Gaius outperforms [OpenBLAS](https://github.com/xianyi/OpenBLAS) over a large

range of matrix sizes, but

does begin to appreciably fall behind around `800 x 800` matrices for

`Float64` and `650 x 650` matrices for `Float32`. I believe there is a

large amount of performance left on the table in Gaius and I look

forward to beating OpenBLAS for more matrix sizes.

#### Complex Floating Point Performance

Click to expand:

Here is Gaius operating on `Complex{Float64}` structs-of-arrays

competeing relatively evenly against OpenBLAS operating on

`Complex{Float64}` arrays-of-structs:

![Complex{Float64} Matrix Multiplication](assets/C64_mul.png "Complex{Float64} Matrix Multiplication")

I think with some work, we can do much better.

#### Integer Performance

Click to expand:

These benchmarks compare Gaius (on the same machine as above) and

compare against Julia's generic matrix multiplication implementation

(OpenBLAS does not provide integer mat-mul) which is not

multi-threaded.

![Int64 Matrix Multiplication](assets/I64_mul.png "Int64 Matrix Multiplication")

![Int32 Matrix Multiplication](assets/I32_mul.png "Int32 Matrix Multiplication")

*Note that these are log-log plots.*

Benchmarks performed on a machine with the AVX512 instruction set show an

[even greater performance gain](https://github.com/chriselrod/LoopVectorization.jl).

If you find yourself in a high performance situation where you want to

multiply matrices of integers, I think this provides a compelling

use-case for Gaius since it will outperform it's competition at

*any* matrix size and for large matrices will benefit from

multi-threading.

## Other BLAS Routines

I have not yet worked on implementing other standard BLAS routines

with this strategy, but doing so should be relatively straightforward.

## Safety

*If you must break the law, do it to seize power; in all other cases observe it.*

-Gaius Julius Caesar

If you use only the functions `Gaius.mul!`, `Gaius.mul`,

`Gaius.mul_serial!`, and `Gaius.mul_serial`,

automatic array size-checking will occur before

the matrix multiplication begins.

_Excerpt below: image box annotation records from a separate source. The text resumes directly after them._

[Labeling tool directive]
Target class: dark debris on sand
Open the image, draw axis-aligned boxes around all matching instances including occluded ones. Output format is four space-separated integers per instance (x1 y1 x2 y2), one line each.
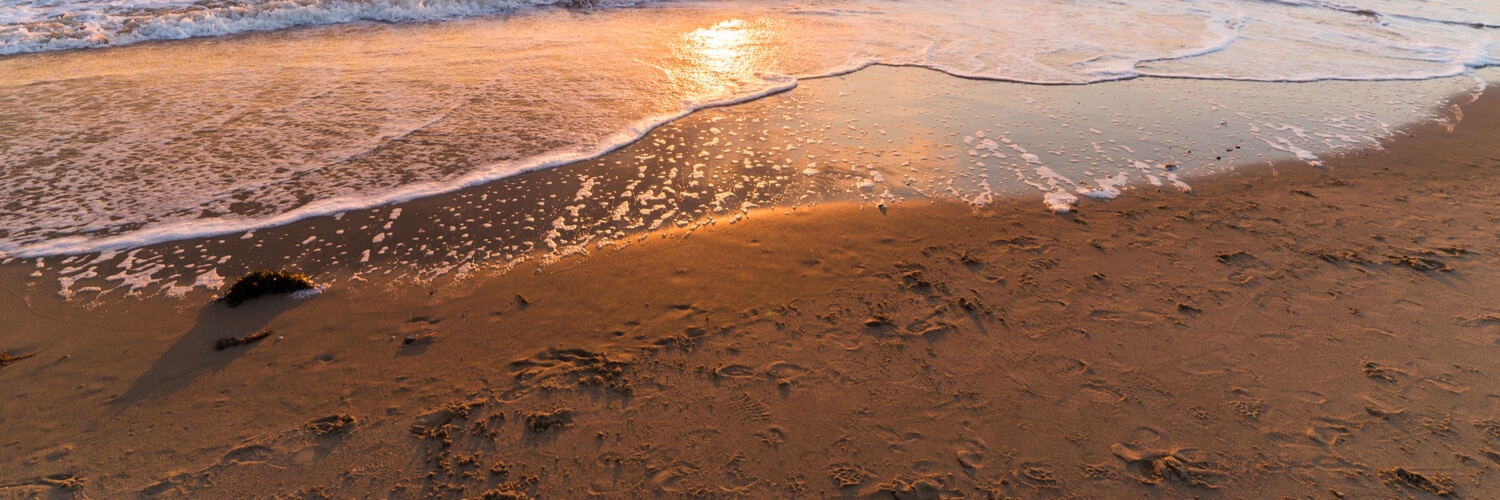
219 269 314 308
0 353 36 366
213 329 276 351
1380 467 1454 497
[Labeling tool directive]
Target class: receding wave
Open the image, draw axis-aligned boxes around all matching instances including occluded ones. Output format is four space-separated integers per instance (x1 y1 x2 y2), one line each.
0 0 635 54
0 0 1500 257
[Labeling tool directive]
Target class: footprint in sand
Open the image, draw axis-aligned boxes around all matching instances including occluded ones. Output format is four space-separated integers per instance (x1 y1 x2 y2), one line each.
729 393 771 423
1110 443 1227 489
1361 392 1410 419
714 360 755 378
765 360 812 380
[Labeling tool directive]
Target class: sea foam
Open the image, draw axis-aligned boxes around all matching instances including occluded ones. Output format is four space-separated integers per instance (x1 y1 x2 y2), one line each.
0 0 1500 257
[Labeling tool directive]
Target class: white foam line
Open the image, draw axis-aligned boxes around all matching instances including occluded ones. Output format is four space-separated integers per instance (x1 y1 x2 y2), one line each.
0 77 797 258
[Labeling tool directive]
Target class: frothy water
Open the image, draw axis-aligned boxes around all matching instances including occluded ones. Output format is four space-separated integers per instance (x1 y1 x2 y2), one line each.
0 0 1500 257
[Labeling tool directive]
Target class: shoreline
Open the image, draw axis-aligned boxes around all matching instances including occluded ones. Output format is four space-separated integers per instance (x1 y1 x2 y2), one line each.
6 65 1488 306
0 73 1500 497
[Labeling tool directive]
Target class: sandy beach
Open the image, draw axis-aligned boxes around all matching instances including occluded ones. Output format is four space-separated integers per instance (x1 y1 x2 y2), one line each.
0 61 1500 498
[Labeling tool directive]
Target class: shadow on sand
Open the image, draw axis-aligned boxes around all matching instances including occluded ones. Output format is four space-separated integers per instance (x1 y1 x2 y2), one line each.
110 296 302 408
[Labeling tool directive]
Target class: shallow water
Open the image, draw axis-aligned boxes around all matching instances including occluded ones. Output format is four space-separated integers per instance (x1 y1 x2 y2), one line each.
20 66 1500 300
0 0 1500 257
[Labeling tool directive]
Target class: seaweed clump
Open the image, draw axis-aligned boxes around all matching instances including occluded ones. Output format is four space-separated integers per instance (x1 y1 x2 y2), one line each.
0 351 36 366
219 270 314 308
213 329 276 351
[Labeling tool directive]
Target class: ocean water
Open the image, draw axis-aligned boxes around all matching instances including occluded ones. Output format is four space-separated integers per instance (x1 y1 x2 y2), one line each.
0 0 1500 257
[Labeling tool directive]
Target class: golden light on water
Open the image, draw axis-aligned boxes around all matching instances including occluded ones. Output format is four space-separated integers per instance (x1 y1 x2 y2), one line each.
665 20 780 96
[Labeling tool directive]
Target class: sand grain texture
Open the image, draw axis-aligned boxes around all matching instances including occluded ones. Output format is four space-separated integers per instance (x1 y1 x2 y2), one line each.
0 86 1500 498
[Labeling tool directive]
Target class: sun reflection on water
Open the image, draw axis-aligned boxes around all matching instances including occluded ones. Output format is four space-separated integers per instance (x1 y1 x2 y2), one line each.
665 20 782 98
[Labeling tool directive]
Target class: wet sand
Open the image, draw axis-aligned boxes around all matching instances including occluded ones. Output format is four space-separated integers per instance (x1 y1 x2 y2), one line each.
0 75 1500 498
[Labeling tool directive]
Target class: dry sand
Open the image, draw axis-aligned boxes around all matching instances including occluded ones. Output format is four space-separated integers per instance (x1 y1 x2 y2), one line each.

This can be turned off in

`mul!` by calling `Gaius.mul!(C, A, B; sizecheck=false)`, in

which case no sizechecks will occur on the arrays before the matrix

multiplication occurs and all sorts of bad, segfaulty things can

happen.

All other functions in this package are to be considered *internal*

and should not be expected to check for safety or obey the law. The

functions `Gaius.gemm_kernel!` and `Gaius.add_gemm_kernel!` may be of

utility, but be warned that they do not check array sizes.